Frustrated, Kevorkian said it looked like he would have to use the machine first on a human being to prove it was safe for killing an animal that was going to die anyway.

He submitted an ad to the Oakland County Medical Society Bulletin:

Doctor Seeking patients for new practice of obitiatry.

The submission was passed on to the board of the medical society. One of the board members was Dr. Murray Levin, Kevorkian's old colleague from Pontiac General. The board rejected the ad. But when a TV station found out about the matter, Dr. Jack Kevorkian and his suicide machine flashed into the living rooms of Detroiters for the first time.

Watching were a young woman and her father. She called Kevorkian and arranged a meeting. The man, 47, had inoperable cancer. He said he would rather die while alert than slip into a drug-induced stupor. But he lapsed into unconsciousness before he could try the suicide machine.

Again, Kevorkian tried to place a display ad announcing his services. This time, all the local papers refused it. But he got the kind of publicity you can't buy when first the Oakland Press, then the Detroit News ran stories about his search for patients.

"I have no fear about what I'm doing," Kevorkian told the News. "I'm here to help anybody who's in distress, or thinks he is." He said the machine was "dignified, humane and painless, and the patient can do it in the comfort of their own home at any time they want."

After national wire services picked up the story, Kevorkian, at age 61, finally got the recognition he had sought all his life. Via phone hookups from the apartment, he went on radio call-in shows nationwide. Soon, patients were calling him asking for help. But most were from out of state, and Kevorkian said he would not travel to states where assisting a suicide was a crime.

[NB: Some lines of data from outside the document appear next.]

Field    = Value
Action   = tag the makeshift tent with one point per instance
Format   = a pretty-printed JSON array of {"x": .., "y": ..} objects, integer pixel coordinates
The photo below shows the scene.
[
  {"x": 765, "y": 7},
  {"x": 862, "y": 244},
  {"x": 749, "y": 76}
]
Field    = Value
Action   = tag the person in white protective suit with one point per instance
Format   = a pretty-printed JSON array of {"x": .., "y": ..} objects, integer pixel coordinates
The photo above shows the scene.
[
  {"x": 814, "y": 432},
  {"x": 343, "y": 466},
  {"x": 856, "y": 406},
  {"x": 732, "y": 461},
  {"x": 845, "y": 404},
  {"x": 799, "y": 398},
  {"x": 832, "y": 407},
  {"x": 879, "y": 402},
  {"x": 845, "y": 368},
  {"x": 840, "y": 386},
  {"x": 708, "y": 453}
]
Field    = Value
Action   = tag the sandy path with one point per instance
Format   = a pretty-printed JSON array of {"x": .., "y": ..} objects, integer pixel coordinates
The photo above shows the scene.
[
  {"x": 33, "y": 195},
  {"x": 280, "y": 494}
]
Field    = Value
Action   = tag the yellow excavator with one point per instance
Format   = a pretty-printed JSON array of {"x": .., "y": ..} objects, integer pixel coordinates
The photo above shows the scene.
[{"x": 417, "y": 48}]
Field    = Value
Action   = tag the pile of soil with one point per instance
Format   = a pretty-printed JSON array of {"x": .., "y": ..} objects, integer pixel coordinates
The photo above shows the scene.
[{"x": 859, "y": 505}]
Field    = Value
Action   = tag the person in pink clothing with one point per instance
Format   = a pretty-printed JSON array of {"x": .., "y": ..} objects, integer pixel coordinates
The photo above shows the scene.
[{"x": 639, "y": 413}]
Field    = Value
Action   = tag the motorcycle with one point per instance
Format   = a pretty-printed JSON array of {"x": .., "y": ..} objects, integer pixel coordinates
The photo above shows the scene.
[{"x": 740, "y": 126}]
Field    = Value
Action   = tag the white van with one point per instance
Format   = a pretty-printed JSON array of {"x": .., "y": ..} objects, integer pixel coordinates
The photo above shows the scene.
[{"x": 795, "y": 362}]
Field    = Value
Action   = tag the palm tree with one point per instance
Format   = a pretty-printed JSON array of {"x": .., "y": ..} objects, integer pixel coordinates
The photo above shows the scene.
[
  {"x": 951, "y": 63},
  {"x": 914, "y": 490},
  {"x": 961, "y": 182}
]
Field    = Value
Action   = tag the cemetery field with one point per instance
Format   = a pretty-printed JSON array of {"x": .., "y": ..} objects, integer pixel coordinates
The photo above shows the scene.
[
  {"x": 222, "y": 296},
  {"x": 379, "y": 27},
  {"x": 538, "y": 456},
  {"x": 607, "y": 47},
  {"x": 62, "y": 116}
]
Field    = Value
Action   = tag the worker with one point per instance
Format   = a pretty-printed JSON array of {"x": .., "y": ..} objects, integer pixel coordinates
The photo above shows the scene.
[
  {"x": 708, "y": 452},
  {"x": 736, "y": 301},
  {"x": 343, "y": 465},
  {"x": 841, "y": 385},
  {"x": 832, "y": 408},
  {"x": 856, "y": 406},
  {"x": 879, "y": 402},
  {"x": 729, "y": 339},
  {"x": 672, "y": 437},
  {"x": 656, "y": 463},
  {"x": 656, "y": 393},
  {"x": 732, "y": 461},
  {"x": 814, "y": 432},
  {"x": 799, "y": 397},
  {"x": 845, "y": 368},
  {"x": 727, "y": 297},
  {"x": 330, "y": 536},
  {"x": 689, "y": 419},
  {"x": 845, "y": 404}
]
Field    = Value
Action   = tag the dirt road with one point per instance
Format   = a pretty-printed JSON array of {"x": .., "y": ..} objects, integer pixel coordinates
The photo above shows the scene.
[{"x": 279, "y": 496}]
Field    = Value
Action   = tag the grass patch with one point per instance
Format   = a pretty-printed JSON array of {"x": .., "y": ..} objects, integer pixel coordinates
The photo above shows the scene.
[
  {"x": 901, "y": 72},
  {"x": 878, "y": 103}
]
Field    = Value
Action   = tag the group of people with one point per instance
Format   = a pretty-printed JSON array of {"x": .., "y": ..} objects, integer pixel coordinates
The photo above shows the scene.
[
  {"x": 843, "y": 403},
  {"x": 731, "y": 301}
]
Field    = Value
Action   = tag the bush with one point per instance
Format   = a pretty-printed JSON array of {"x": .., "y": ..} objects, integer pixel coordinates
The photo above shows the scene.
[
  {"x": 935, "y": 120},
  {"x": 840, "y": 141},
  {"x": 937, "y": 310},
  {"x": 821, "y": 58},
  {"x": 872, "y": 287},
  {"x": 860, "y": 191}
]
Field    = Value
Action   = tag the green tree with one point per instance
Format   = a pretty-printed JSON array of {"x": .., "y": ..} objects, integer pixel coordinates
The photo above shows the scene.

A local woman with multiple sclerosis called. Kevorkian met with the woman, her daughter and her neurologist. He urged her to try another course of therapy but agreed he would help her die later. After two months, the woman called to say the new therapy had failed and she had more pain than ever and wanted to die. But Kevorkian told her the first patient must be terminally ill. He promised she could be his second patient.

"In order to minimize the passionate (if irrational) storm of criticism certain to be evoked by such a procedure, I realized that ideally it should be in connection with a suffering and indisputable terminal patient - for example, someone dying of incurable and widespread cancer," he later wrote. "I explained how that should blunt condemnation of my assisting her as the second case."

A few weeks later, the woman with MS agreed to hold a press conference at her home to announce her wish to use the Thanatron. But before she could go on the air, a relative whisked her away to a hospital. Kevorkian never heard from her again.

In Portland, Oregon, Ronald Adkins picked up a copy of Newsweek and read an article about Jack Kevorkian. On November 13, 1989, he called Royal Oak.